On Tue, 1 April 2008 08:56:45 +0300, Artem Bityutskiy wrote:
>
> I asked you some time ago to describe how you maintain per-eraseblock
> space accounting [1]. E.g., how you select an eraseblock for garbage
> collection, how do you store the accounting information.
> 
> You said you find eraseblocks by scanning. This means logfs is not
> really scalable because you may spend ages before you find anything
> appropriate. When the FS is almost full, yo need to scan nearly
> whole flash to find an eraseblock? So if I mount a nearly full 
> FS, and start writing, I'll get my request handled when nearly whole
> media is scanned?

Correct.  I have a patch that caches this information in RAM, so the
worst-case scenario is to do the full scan once - if the filesystem is
near 100% full and performance is down the drain anyway.  The goal is
obviously to store that information on the medium.

And you get the obvious catch-22.  When writing out how much free space
exists in which blocks, you occupy some free space in one of those
blocks and obsolete some in another.  So by writing the data you have
just written changes and should be written again.
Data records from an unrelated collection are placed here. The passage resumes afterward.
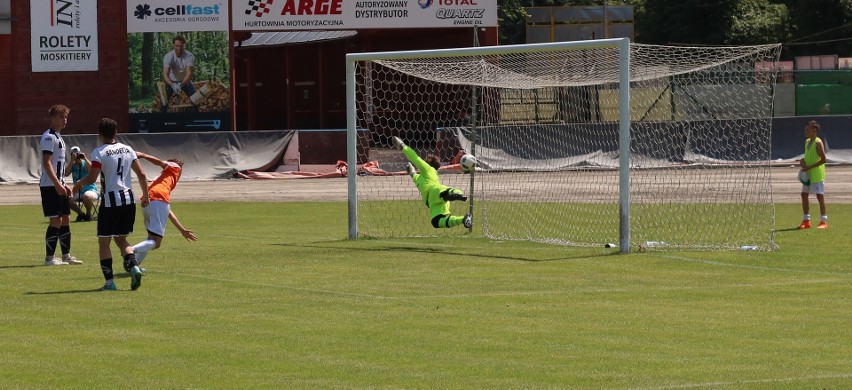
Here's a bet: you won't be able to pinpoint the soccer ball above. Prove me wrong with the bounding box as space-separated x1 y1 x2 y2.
459 154 476 171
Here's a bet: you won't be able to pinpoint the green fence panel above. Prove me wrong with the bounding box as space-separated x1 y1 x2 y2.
796 84 852 116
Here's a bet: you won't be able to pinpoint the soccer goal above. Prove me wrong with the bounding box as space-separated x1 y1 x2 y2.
346 39 780 253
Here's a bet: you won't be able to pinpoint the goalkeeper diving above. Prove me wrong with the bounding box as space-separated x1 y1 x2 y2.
393 137 473 229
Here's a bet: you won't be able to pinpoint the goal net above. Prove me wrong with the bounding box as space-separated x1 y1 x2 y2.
347 39 780 252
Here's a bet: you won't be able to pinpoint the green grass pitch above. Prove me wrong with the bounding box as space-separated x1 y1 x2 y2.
0 202 852 389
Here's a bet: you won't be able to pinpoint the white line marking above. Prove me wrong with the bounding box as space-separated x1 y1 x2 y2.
626 374 852 390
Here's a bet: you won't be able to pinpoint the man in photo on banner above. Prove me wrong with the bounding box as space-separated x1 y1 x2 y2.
160 35 198 113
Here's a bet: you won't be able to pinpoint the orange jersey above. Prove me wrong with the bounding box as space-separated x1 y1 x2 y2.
148 161 180 203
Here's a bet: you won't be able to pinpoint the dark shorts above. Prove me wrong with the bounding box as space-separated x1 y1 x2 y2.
39 187 71 218
98 203 136 237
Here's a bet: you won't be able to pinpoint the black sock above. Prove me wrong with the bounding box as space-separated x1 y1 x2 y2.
59 226 71 256
44 226 59 257
101 257 113 280
124 253 139 272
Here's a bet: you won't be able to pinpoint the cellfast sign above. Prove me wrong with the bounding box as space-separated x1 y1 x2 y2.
127 0 228 32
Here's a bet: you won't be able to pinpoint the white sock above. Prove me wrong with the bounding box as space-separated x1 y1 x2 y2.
133 240 157 264
133 240 157 252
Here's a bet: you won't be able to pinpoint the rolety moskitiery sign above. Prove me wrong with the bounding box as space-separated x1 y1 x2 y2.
30 0 98 72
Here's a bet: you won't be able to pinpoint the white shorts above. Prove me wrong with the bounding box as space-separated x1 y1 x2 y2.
804 181 825 195
142 200 170 238
77 190 101 202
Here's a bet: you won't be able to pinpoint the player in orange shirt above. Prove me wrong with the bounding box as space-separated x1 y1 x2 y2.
133 152 198 270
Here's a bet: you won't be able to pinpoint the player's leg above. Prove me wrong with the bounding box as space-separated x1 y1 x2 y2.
83 191 98 221
133 200 169 264
428 186 470 229
39 187 68 265
816 182 828 229
97 207 118 291
440 187 467 202
59 201 83 265
115 204 142 290
98 235 117 291
799 186 811 229
432 214 465 229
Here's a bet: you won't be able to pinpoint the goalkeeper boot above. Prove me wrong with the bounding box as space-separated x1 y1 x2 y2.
393 137 405 150
441 188 467 202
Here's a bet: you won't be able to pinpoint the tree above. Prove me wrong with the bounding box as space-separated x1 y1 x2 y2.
783 0 852 58
724 0 790 45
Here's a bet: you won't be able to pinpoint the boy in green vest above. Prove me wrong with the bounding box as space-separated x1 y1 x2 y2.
799 121 828 229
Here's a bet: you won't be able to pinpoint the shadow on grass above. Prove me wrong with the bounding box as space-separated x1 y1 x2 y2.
24 288 102 295
0 264 44 269
775 227 800 233
272 244 620 262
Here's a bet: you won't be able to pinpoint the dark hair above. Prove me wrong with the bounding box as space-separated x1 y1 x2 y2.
47 104 71 118
807 121 819 132
98 118 118 139
426 154 441 170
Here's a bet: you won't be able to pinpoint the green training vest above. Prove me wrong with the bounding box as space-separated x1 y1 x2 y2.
805 137 825 184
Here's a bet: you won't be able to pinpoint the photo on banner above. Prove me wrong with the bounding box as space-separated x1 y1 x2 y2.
127 1 232 133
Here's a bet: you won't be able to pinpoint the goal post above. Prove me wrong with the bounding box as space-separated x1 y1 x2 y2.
346 38 779 253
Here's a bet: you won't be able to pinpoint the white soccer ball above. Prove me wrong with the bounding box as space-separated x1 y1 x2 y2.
459 154 476 169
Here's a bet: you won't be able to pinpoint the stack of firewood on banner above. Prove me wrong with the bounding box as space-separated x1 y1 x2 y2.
137 81 231 112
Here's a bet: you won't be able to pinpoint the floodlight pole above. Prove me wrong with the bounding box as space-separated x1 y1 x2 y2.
346 54 358 240
618 38 630 253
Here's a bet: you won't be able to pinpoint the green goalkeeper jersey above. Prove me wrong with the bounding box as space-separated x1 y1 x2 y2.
402 146 450 218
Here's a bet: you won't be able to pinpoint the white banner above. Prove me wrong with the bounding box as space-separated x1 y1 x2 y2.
232 0 497 30
126 0 228 33
30 0 98 72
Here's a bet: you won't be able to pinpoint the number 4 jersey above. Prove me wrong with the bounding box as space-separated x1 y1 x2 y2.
92 142 137 207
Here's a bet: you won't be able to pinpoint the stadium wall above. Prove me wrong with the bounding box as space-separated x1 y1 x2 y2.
0 130 294 183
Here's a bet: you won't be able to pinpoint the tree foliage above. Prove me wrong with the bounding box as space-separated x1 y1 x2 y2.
497 0 852 59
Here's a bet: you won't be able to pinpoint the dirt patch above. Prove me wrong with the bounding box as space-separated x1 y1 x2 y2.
0 166 852 205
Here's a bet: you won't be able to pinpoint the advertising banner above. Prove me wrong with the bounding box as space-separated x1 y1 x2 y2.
30 0 98 72
232 0 497 31
127 0 231 133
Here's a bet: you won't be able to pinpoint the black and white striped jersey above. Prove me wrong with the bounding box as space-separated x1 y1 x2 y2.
38 129 65 187
92 142 137 207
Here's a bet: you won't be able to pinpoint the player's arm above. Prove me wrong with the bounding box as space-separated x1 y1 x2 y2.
130 159 151 207
402 146 434 172
71 163 101 194
136 151 166 168
169 210 198 241
41 151 71 196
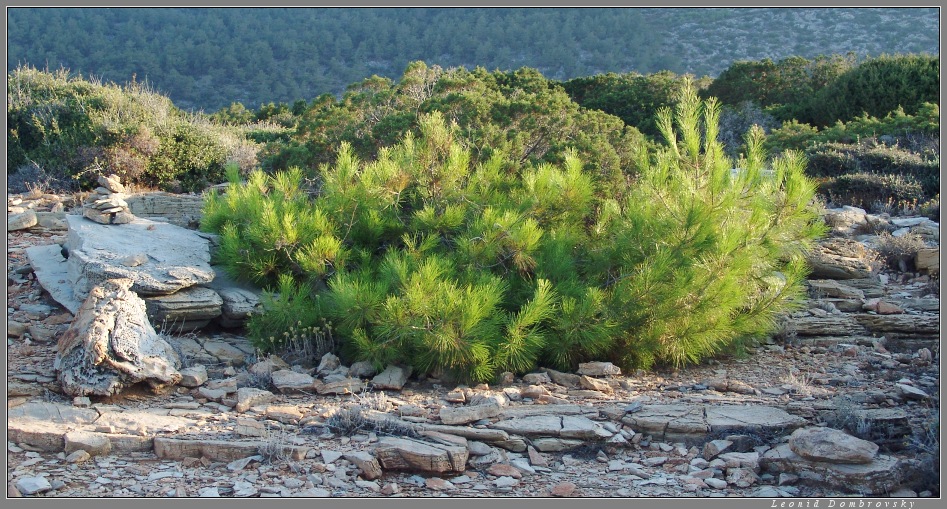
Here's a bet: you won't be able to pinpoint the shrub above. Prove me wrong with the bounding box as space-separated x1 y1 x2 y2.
202 80 824 380
7 63 257 191
875 233 926 271
819 173 924 207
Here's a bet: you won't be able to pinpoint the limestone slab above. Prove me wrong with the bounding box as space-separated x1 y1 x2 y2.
66 216 214 299
145 286 224 332
760 444 904 495
375 437 468 473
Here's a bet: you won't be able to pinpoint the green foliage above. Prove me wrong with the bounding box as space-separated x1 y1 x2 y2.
264 62 642 190
798 55 940 125
562 71 715 136
766 103 940 156
7 63 257 191
202 86 823 380
7 7 939 111
875 232 927 270
705 54 940 127
819 173 924 208
703 54 855 121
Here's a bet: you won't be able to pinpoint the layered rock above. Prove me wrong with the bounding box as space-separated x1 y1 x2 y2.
125 192 204 228
145 286 224 332
760 444 905 495
82 175 135 224
65 216 214 300
806 238 872 279
789 428 878 463
55 279 181 396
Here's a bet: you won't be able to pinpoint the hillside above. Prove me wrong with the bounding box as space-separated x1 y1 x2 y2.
7 8 939 111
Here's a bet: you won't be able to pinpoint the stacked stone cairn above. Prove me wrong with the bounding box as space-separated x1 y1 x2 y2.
82 174 135 224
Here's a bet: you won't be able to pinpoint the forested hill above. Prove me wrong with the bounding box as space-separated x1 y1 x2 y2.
7 8 939 111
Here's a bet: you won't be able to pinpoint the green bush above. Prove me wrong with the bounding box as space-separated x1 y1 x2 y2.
7 63 257 191
562 71 711 137
819 173 924 208
202 80 824 380
796 55 940 126
807 140 940 200
263 62 643 190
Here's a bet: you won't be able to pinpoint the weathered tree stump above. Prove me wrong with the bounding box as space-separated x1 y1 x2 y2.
55 279 181 396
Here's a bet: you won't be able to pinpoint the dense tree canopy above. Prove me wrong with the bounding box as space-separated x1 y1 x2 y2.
7 7 939 111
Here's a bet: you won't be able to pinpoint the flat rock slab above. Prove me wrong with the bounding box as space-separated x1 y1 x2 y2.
203 265 263 328
760 444 904 495
7 402 99 452
621 405 806 440
707 405 806 431
26 244 82 314
490 415 612 440
66 216 214 299
789 427 878 464
375 437 468 473
806 238 872 279
155 437 309 462
499 405 599 419
95 410 196 434
440 404 500 425
145 286 224 332
125 192 204 228
854 314 940 335
7 402 99 425
270 369 315 394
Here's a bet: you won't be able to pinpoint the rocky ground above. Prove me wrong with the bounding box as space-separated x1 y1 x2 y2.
7 190 940 498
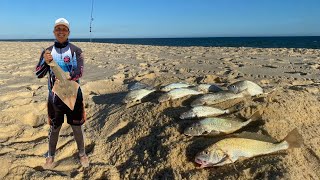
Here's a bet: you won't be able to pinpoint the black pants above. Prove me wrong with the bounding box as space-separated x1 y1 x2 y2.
47 88 86 157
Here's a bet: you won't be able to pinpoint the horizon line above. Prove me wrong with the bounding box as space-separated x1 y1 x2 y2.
0 35 320 40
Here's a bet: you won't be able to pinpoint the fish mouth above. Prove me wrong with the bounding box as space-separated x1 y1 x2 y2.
195 158 215 168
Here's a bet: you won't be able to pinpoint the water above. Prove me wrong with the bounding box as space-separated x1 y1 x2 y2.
0 36 320 49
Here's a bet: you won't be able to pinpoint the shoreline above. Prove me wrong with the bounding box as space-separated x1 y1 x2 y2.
0 42 320 179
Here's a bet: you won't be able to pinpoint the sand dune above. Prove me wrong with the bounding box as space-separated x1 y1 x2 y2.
0 42 320 179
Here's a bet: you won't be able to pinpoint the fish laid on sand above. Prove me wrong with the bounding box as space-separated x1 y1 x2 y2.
195 129 303 167
48 60 80 110
191 91 250 107
180 103 243 119
158 88 203 102
160 83 192 92
123 89 155 105
197 84 223 93
184 111 261 136
227 80 263 96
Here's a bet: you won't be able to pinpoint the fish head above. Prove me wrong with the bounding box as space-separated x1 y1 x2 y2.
184 123 206 136
227 84 240 94
195 148 228 168
191 98 205 107
158 94 170 102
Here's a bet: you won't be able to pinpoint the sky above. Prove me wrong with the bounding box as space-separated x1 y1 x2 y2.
0 0 320 39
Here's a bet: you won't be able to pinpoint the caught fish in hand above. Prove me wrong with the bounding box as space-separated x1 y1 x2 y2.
48 56 80 110
195 129 303 168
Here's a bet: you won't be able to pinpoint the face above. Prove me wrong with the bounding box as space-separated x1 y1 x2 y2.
53 25 70 43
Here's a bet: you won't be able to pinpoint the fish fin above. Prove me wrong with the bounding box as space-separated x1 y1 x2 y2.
249 110 261 121
283 128 303 149
226 102 244 114
52 81 80 110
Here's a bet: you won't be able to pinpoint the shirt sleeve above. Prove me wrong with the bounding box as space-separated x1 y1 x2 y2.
36 51 50 78
70 48 84 81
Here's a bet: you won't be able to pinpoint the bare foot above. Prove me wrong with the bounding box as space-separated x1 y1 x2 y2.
80 155 89 167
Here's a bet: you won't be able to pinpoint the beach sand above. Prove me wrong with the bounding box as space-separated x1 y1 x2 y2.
0 42 320 179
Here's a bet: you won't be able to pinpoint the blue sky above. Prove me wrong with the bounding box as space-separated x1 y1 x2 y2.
0 0 320 39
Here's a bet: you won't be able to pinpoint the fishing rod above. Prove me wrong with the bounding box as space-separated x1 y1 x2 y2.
90 0 94 42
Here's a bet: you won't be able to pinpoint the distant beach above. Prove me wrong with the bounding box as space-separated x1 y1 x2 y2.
0 41 320 179
0 36 320 49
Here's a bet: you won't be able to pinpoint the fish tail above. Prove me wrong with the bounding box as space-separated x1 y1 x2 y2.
283 128 303 149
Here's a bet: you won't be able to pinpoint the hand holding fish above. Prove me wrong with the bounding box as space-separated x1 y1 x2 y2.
43 50 53 64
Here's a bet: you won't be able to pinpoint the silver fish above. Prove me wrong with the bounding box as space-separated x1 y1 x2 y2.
191 91 250 107
195 129 303 168
180 104 243 119
227 80 263 96
184 111 261 136
160 83 191 92
123 89 155 105
48 60 80 110
158 88 202 102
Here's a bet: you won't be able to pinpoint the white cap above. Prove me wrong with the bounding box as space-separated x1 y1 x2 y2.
54 18 70 29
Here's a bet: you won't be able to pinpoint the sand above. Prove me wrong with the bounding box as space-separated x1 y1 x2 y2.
0 42 320 179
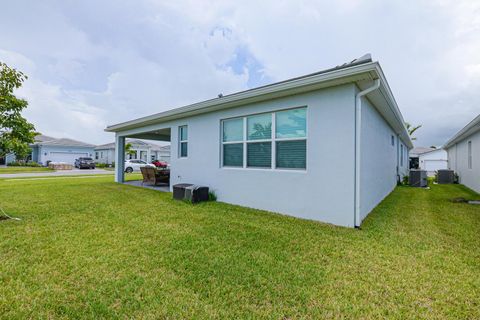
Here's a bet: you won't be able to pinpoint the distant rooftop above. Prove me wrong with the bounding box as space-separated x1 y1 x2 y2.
95 138 170 151
33 134 94 148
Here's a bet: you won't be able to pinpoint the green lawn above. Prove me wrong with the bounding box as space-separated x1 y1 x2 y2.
0 177 480 319
0 167 53 174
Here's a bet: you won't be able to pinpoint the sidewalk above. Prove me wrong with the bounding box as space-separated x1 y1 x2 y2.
0 169 114 179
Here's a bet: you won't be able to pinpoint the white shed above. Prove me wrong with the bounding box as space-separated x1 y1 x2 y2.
106 55 413 227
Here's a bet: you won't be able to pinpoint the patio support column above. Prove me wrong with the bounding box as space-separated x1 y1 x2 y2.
115 135 125 183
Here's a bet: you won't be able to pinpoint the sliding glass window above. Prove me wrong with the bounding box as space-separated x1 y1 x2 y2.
222 107 307 169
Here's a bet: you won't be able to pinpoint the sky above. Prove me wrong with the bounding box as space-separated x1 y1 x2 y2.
0 0 480 146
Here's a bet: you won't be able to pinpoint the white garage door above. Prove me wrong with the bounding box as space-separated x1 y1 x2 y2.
47 152 88 165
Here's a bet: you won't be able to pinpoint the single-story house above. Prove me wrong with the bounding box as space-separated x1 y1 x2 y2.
0 153 16 166
30 135 95 165
95 139 170 164
105 55 413 227
410 147 448 177
443 115 480 192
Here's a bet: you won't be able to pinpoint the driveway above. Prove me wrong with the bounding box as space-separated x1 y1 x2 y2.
0 169 114 179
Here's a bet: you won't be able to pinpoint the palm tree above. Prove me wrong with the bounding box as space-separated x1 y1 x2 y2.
405 122 422 140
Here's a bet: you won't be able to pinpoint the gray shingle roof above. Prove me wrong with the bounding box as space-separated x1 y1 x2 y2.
95 138 170 151
410 147 436 156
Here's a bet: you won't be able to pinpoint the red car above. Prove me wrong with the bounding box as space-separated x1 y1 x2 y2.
152 160 168 168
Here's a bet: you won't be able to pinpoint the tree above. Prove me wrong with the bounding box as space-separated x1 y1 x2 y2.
0 62 38 158
405 122 422 140
125 143 137 156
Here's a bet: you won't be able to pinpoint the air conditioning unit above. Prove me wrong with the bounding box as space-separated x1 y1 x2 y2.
173 183 208 203
408 169 428 188
173 183 193 200
185 185 208 203
437 170 455 184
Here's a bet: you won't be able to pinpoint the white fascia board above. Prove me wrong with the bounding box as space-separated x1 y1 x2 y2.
105 62 413 149
105 62 377 132
376 63 413 149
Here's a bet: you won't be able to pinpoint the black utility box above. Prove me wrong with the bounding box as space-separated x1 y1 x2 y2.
437 170 455 184
408 169 428 188
173 183 193 200
173 183 208 203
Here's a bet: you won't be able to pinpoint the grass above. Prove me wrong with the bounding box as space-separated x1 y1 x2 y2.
0 177 480 319
0 167 53 174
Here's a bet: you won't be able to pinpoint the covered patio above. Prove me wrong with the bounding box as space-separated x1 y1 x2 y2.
111 127 171 185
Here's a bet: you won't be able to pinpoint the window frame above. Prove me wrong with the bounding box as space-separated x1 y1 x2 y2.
178 124 188 159
220 105 308 172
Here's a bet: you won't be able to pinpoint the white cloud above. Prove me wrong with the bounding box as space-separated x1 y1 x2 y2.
0 0 480 145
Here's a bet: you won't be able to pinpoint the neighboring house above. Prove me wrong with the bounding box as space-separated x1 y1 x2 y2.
0 153 16 166
106 55 413 227
443 115 480 192
410 147 448 177
94 139 170 164
30 135 94 165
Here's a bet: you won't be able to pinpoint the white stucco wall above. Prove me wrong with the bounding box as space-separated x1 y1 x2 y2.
360 98 408 220
418 149 448 176
92 149 115 164
117 84 408 227
119 84 354 227
447 132 480 192
5 153 17 164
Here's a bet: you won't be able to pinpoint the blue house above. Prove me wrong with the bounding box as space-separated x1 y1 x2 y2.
30 135 95 165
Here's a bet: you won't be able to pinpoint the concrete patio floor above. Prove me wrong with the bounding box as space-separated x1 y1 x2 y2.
124 180 170 192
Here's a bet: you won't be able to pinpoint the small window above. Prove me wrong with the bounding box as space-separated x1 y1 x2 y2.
247 113 272 140
178 126 188 158
247 141 272 168
275 108 307 169
468 141 473 169
221 107 307 169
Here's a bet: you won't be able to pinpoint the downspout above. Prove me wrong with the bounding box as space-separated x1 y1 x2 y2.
354 79 380 227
Takes a bit of thought to solve.

> UBIFS stores per-eraseblock information on the media in a B-tree, and
> it also has lists of empty/dirty eraseblocks, which allow to very quickly
> find the best eraseblock to garbage-collect or to write to.

So how do you solve the catch-22?

Jörn

-- 
Debugging is twice as hard as writing the code in the first place.
Therefore, if you write the code as cleverly as possible, you are,
by definition, not smart enough to debug it.